I don't know but it does make me sad that there are entire people walking about happy just to feed off one person's interpretation instead of peeling back the layers for themselves and discovering that the world around them just got bigger.

Perhaps it's because I'm reading 'Harry Potter and the Deathly Hallows' and have been treated to a story-tellers delight. Or perhaps it's my trade as a Wordsmith that makes me so.

Or perhaps it is that I have found that the imagination and the words that carry you there are as infinite, relentless and as pure as ever rolling space.

Thursday, January 1, 2009

Felix sit annus novus!

And so here it is; 2009. And it's a beautiful start; the sun is shining merrily through a clear sky, the dogs aren't making their usual psychotic racket and everyone is cheery.
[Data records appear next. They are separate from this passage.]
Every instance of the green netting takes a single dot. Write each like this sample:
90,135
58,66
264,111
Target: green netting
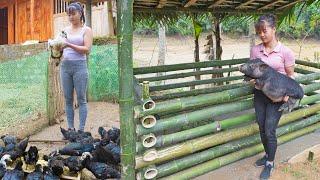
103,73
23,89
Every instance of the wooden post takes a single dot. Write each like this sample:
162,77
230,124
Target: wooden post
110,18
55,99
126,99
162,49
218,47
88,13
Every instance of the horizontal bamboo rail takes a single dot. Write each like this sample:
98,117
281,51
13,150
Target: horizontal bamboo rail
183,66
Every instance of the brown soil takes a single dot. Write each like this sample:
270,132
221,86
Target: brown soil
298,171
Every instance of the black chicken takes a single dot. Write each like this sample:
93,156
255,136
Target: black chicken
8,139
100,170
74,163
36,174
103,133
110,135
18,150
115,151
103,155
3,164
48,174
31,156
56,163
76,136
76,149
16,173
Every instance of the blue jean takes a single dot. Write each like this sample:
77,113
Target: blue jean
267,117
74,75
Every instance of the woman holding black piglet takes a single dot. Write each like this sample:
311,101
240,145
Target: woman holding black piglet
281,59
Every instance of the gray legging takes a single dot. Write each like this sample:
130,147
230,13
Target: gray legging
74,75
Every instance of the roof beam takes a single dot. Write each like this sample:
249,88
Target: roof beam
288,5
197,10
244,4
216,3
272,3
190,3
161,3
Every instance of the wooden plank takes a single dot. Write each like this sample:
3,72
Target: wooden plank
217,3
272,3
243,5
190,3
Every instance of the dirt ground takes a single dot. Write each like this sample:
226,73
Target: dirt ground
180,50
298,171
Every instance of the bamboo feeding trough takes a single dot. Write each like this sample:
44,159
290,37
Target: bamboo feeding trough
164,126
175,146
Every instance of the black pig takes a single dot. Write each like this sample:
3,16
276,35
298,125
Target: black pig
272,83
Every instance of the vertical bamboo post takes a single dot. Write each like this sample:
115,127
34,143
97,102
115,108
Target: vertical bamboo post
88,13
145,90
50,92
126,99
252,34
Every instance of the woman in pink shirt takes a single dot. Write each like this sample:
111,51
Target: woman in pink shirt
281,58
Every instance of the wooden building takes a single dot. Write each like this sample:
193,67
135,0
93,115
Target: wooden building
22,20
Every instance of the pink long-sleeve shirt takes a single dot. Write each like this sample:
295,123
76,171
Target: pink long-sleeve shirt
278,59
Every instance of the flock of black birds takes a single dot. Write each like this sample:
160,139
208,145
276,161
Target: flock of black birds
101,156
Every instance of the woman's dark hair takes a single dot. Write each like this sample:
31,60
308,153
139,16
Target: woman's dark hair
76,6
267,18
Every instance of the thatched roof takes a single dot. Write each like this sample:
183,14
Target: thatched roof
215,6
84,1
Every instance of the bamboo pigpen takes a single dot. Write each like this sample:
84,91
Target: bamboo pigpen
159,132
183,137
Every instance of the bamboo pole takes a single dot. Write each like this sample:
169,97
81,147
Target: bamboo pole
204,142
126,99
302,71
181,120
188,102
164,140
177,122
187,74
310,64
183,66
196,82
214,152
233,157
200,100
197,92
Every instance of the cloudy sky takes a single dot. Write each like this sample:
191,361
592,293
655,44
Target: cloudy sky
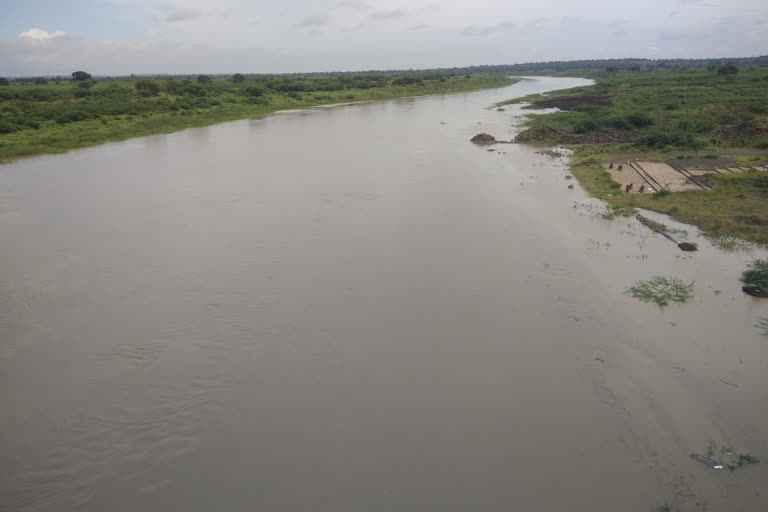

Perhaps it comes with all the anticipation of what's to come; a fresh page, a blank sheet, a seemingly as yet unwritten present.

I've always been one who wants or rather needs a word for the year. To have my compass set at the ready pointing me due North so that when all the windswept crap (that's guaranteed to come) does arrive, I'll be more than ready.

And yet this morning, the first of the 364 that's still to come, I've stumbled upon Isa 43:16, 18-19:
16 This is what the LORD says—
he who made a way through the sea,
a path through the mighty waters
18 "Forget the former things;
do not dwell on the past.

19 See, I am doing a new thing!
Now it springs up; do you not perceive it?
I am making a way in the desert
and streams in the wasteland.


The thing is I've clung to this word already and yes it was of help but I was hoping and expecting for something a bit more explosive. But then that's my err. God's word never changes, or old or stagnant, or dull. It remains what it has always been, a torch light.

So I'll keep it and mull over it and stew in it and wait for the pieces to come together and for me to see the relevance of a word I've already received.

One good thing though-it speaks of promised goodies, of the brand new and the impossible happening-so perhaps there is something explosive on the way?